Diff algorithms are astoundingly widely applicable. curses had the task of updat...

Diff algorithms are astoundingly widely applicable.

curses had the task of updating your 2400 baud terminal screen to look like a TUI program's memory image of what should be on it. (The TUI might be vi, nethack, a menu system, a database entry screen, ntalk, whatever.) The simple solution is to repaint the whole screen. But 80x24 is 2000 bytes, which is 8 seconds at 2400 baud. Users won't use a program that takes 8 seconds to respond after their latest keystroke. So curses uses a diff algorithm and the terminal capabilities database to figure out a minimal set of updates to send over the serial line. (Some terminals have an escape sequence to insert or delete a line or a character, which can save a lot of data transmission, but others don't.) React's virtual DOM is the same idea.

If you run `du -k > tmp.du` you can later `du -k | diff -u tmp.du -` to see which directories have changed in size. This can be very useful when something is rapidly filling up your disk and you need to stop it, but you don't know what it is.

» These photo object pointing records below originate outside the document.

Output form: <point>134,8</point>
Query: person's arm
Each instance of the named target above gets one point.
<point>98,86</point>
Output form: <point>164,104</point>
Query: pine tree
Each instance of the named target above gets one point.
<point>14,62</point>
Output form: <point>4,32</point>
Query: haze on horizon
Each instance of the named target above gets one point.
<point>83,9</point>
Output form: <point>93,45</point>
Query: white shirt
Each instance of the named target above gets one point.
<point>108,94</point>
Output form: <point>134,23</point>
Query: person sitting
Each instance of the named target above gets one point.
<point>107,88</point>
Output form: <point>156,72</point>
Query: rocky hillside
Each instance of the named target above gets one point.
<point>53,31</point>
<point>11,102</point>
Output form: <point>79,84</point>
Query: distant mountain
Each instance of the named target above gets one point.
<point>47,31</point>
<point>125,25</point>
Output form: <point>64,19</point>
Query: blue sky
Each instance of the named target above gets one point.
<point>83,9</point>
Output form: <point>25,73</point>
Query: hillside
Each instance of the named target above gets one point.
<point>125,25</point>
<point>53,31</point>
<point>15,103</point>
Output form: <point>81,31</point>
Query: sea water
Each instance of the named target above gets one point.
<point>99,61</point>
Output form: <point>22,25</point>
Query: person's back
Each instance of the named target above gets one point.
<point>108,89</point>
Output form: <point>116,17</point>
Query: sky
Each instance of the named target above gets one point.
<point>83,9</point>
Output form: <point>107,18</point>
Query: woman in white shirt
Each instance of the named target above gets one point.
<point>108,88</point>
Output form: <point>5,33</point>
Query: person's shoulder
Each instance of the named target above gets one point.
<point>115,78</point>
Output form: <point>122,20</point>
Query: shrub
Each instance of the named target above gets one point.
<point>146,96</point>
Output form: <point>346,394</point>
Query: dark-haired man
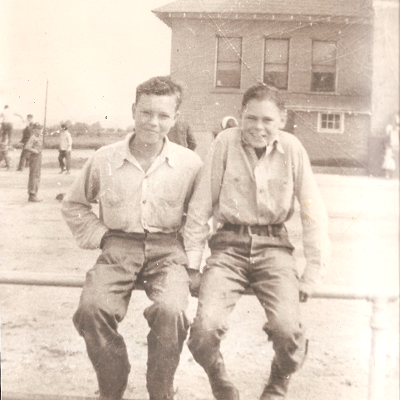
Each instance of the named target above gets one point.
<point>249,184</point>
<point>143,185</point>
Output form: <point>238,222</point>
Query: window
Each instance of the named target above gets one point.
<point>229,54</point>
<point>333,123</point>
<point>276,62</point>
<point>323,67</point>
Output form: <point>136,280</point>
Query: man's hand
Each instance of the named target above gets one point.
<point>195,281</point>
<point>305,291</point>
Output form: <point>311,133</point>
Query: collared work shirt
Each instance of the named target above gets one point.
<point>130,199</point>
<point>238,188</point>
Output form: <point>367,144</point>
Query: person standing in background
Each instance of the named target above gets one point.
<point>65,149</point>
<point>4,153</point>
<point>35,146</point>
<point>26,134</point>
<point>7,117</point>
<point>181,133</point>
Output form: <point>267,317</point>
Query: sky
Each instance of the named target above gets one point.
<point>93,53</point>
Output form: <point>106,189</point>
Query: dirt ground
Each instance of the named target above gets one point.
<point>42,353</point>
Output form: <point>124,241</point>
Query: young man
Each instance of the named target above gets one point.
<point>65,149</point>
<point>35,147</point>
<point>143,185</point>
<point>26,134</point>
<point>249,184</point>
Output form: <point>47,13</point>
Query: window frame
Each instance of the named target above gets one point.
<point>217,61</point>
<point>287,62</point>
<point>334,90</point>
<point>328,130</point>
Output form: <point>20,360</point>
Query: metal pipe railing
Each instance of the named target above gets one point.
<point>380,322</point>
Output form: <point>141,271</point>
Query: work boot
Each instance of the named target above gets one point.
<point>34,199</point>
<point>221,386</point>
<point>277,385</point>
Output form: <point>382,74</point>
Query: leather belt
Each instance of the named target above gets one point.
<point>259,230</point>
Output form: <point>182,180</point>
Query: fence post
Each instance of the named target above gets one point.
<point>377,362</point>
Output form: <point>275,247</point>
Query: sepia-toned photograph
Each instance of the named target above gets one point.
<point>199,199</point>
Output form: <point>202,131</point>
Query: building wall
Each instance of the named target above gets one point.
<point>385,90</point>
<point>349,149</point>
<point>193,61</point>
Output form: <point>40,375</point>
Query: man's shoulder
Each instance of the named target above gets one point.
<point>289,140</point>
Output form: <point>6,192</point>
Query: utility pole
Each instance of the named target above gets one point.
<point>45,112</point>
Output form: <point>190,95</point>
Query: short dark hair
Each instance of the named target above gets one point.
<point>160,86</point>
<point>263,92</point>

If you `sha1sum $(find -type f) > good.shas` you can later use diff in the same way to see which files, if any, have changed.

rsync uses rolling hashes to compute diffs between two computers at opposite ends of a slow or expensive connection in order to efficiently bring an out-of-date file up-to-date without transmitting too much data. It's like curses, but for files, and not limited by terminal capabilities.

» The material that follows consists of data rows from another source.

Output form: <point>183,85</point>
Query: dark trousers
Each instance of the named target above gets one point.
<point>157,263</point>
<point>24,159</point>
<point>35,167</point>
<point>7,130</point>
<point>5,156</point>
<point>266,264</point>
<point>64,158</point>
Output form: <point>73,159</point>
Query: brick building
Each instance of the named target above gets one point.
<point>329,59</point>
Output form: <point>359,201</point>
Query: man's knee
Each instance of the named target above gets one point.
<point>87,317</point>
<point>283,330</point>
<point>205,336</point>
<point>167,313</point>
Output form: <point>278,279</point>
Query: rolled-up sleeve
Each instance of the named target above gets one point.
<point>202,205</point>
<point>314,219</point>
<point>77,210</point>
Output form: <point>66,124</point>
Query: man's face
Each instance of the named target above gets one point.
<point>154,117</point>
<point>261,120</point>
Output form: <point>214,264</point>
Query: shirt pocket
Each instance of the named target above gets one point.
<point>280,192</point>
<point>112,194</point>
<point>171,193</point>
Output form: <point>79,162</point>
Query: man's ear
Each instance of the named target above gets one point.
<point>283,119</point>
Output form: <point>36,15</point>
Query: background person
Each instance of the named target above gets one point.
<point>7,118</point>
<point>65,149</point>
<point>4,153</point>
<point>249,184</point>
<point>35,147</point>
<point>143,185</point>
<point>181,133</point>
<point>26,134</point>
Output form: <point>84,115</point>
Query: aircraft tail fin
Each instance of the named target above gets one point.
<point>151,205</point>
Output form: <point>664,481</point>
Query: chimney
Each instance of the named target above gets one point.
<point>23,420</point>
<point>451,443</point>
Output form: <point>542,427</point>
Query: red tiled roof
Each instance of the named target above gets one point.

rdiff uses the rsync algorithm to efficiently store multiple versions of a file, which does not in general have to contain source code. Deduplicating filesystems can use this kind of approach, but often they don't. But it's common in data backup systems like Restic.

It's common for unit tests to say that the result of some expression should be some large data structure, and sometimes they fail by producing some slightly different large data structure. diff algorithms are very valuable in understanding why the test failed. py.test does this by default.

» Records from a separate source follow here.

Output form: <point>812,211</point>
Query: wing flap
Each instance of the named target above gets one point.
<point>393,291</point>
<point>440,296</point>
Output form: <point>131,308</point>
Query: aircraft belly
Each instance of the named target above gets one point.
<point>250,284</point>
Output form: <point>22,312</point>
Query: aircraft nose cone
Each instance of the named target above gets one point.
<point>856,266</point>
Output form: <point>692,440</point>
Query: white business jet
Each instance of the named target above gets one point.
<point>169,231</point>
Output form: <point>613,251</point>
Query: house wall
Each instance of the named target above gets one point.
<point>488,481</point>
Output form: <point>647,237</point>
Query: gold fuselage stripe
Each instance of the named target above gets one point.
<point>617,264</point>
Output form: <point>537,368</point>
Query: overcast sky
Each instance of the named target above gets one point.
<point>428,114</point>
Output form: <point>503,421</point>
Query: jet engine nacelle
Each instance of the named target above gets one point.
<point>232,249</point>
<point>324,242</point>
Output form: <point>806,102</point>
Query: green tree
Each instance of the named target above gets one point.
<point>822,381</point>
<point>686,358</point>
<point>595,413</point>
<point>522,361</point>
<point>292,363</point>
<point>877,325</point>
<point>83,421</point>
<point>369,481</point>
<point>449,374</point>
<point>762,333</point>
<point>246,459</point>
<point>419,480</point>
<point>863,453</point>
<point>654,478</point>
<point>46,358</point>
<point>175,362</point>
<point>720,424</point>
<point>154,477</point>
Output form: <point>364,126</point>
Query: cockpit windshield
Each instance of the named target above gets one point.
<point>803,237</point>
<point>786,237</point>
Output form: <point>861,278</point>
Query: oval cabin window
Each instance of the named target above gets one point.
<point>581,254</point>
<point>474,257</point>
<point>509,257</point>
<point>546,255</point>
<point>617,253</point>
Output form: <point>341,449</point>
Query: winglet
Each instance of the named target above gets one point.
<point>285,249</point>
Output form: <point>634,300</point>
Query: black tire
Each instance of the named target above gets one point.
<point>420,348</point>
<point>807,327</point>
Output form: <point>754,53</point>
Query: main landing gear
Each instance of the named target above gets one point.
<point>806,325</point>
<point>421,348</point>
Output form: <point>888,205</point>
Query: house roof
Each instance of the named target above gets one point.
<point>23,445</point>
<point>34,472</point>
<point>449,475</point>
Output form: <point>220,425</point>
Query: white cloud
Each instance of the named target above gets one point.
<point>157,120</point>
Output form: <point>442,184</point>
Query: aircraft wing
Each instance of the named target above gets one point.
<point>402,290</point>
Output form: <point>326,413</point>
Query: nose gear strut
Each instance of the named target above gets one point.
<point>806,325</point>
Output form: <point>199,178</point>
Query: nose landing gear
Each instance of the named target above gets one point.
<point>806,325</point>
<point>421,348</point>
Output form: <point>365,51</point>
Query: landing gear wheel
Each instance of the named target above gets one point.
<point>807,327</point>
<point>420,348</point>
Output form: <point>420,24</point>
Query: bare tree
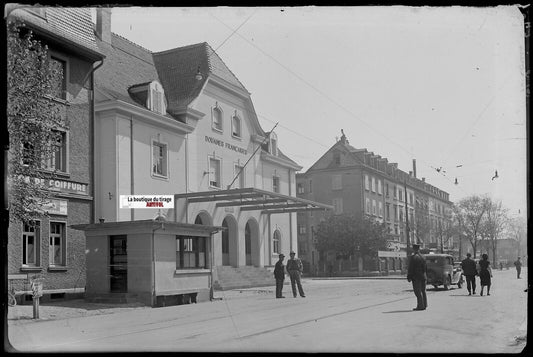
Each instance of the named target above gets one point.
<point>469,213</point>
<point>494,225</point>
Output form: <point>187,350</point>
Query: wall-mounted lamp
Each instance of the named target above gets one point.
<point>198,75</point>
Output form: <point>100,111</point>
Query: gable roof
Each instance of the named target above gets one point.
<point>178,67</point>
<point>70,26</point>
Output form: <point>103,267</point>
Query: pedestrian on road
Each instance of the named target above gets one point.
<point>485,273</point>
<point>295,268</point>
<point>416,272</point>
<point>469,271</point>
<point>518,265</point>
<point>279,274</point>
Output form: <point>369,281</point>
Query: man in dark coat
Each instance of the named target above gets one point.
<point>295,268</point>
<point>279,274</point>
<point>416,273</point>
<point>469,271</point>
<point>518,265</point>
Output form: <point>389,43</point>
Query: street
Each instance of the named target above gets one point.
<point>338,315</point>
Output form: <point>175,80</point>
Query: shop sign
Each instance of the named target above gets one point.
<point>389,254</point>
<point>63,186</point>
<point>56,207</point>
<point>226,145</point>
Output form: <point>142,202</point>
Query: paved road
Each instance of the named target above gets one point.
<point>336,316</point>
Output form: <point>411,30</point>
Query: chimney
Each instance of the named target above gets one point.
<point>103,24</point>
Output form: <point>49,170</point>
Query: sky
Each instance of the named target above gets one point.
<point>442,85</point>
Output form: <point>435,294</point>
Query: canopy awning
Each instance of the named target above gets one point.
<point>253,199</point>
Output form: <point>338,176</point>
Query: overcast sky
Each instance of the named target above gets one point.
<point>444,86</point>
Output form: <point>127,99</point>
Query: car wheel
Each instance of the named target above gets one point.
<point>447,283</point>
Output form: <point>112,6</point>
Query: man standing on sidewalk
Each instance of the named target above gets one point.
<point>518,265</point>
<point>295,268</point>
<point>469,271</point>
<point>279,274</point>
<point>417,274</point>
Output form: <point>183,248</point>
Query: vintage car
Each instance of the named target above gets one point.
<point>441,270</point>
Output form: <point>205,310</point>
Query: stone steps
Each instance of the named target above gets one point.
<point>242,277</point>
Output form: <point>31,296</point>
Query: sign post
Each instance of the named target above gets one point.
<point>37,291</point>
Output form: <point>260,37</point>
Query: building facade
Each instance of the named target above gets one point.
<point>180,123</point>
<point>47,248</point>
<point>359,182</point>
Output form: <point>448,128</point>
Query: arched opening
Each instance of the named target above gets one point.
<point>251,239</point>
<point>248,243</point>
<point>229,242</point>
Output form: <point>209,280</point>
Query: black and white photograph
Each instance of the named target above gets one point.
<point>299,179</point>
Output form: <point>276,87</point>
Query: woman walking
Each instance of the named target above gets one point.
<point>485,273</point>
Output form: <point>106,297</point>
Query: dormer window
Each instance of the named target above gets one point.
<point>156,98</point>
<point>273,144</point>
<point>236,126</point>
<point>217,119</point>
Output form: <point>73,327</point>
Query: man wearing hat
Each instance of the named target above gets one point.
<point>417,274</point>
<point>469,271</point>
<point>295,268</point>
<point>279,274</point>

Genomic analysis works by finding which parts of two versions of a genome are the same and which parts are different; BLAST, by Gene Myers, is a common algorithm for this. This is useful for an enormous variety of things, such as understanding the evolutionary history of species, identifying cancer-causing mutations in DNA from tumors, or discovering who your great-grandmother cheated on her husband with. It's maybe reasonable to say that all of bioinformatics is real-world use-cases of diff algorithms. They have to handle difficult pathological cases like transposition and long repeated sequences.

Video compression like H.264 works to a great extent by "motion estimation", where the compressor figures out which part of the previous frame is most similar to the current one and only encodes the differences. This is a more difficult generalization of the one-dimensional source-code-diff problem because while the pixel values are moving across the image they also can get brighter, dimmer, blurrier, or sharper, or rotate. Also, it's in two dimensions. This is pretty similar to the curses problem in a way: you want to minimize the bandwidth required to update a screen image by sending deltas from the image currently on the screen. Xpra actually works this way.